CS 7240: Principles of scalable data management:
theory, algorithms and database systems (SP 2021)

Course Description

This course is a graduate-level introduction to the algorithms, core principles, and foundational concepts for managing data at scale. Our goal is to expose students to general abstractions, tools and algorithms developed across various branches of the data management community and to draw relationships between them. The emphasis will be on both, the high-level theoretical intuitions and principles underlying scalable data management, as well as technical details.

Topics include: data models, query languages, worst-case optimal join algorithms, relational algebra, relational calculus, Datalog, query optimization, complexity of big-data analysis, parallel data processing, uncertain and incomplete data, provenance, algebraic structures for factorized representations, linear algebra.
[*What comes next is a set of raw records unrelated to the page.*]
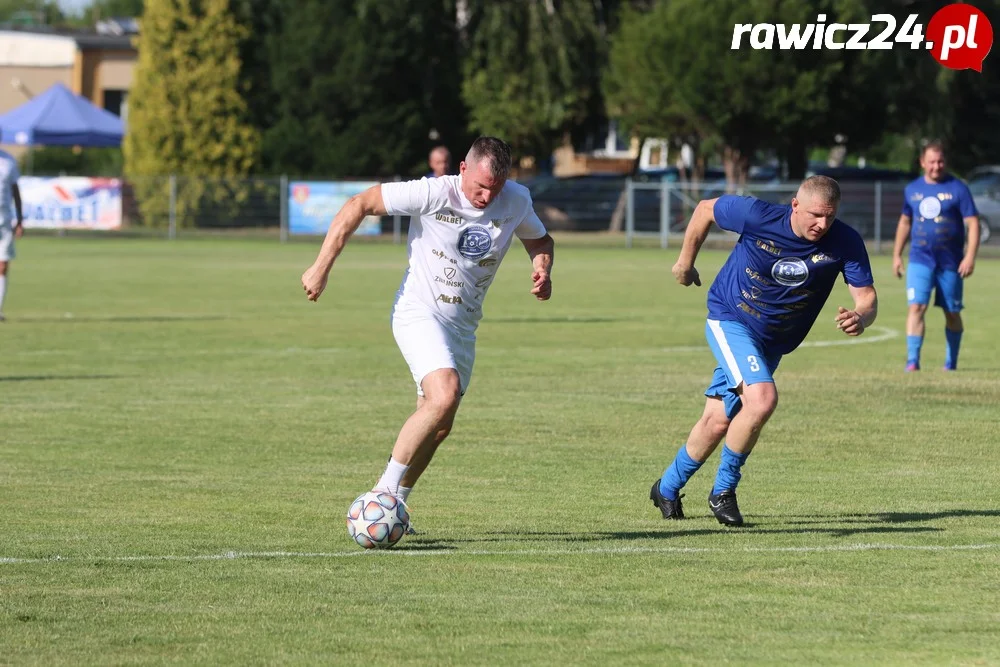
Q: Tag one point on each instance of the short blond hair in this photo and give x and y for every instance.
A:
(823, 187)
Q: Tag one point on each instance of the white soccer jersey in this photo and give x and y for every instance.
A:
(8, 178)
(454, 248)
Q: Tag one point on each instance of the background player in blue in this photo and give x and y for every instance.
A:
(760, 307)
(937, 210)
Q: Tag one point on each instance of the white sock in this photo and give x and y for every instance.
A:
(392, 477)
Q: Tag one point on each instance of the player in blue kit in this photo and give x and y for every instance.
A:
(760, 307)
(937, 211)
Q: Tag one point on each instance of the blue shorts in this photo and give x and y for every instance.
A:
(947, 284)
(742, 360)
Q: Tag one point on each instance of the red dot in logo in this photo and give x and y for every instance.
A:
(961, 36)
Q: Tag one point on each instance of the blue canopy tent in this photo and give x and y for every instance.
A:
(58, 117)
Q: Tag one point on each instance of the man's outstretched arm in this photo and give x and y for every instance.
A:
(345, 223)
(541, 252)
(694, 237)
(854, 322)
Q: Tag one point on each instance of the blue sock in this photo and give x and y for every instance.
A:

Prerequisites: The course requires standard knowledge of discrete math, algorithms and complexity theory (e.g., from textbooks such as [Ericson'19], [Dasgupta, Papadimitriou, Vazirani'06], [Cormen, Leiserson, Rivest, Stein'09], [Kleinberg, Tardos'05], or [Lehman, Leighton, and Meyer'15].

PhD program: The course fulfills the PhD breath requirements for the Artificial Intelligence and Data Science area.

Administrative Information

Time/location

Instructor: Wolfgang Gatterbauer

Contact: Please use Piazza (via direct access from within Canvas) for all questions related to lectures, coursework, and the project. Notice you can post anonymously to all other students. Alternatively, please use our anonymous feedback form to send me comments anonymously. Please use my email (wgatterbauer@northeastern.edu) for scheduling office hours and everything else.

Coursework/Evaluation

50%: Course project: The main component of this course will be a research project in the latter part of this class. This project can be a new application of one of the techniques presented or theoretically-oriented. The topic will be flexible, allowing students to explore scalable data management and analysis aspects related to their PhD research. This will involve an initial project proposal, an intermediate report, a project presentation and a final report. The final report should resemble a conference paper, and will be evaluated on the basis of soundness, significance, novelty, and clarity. Deliverables and dates are posted on the project page.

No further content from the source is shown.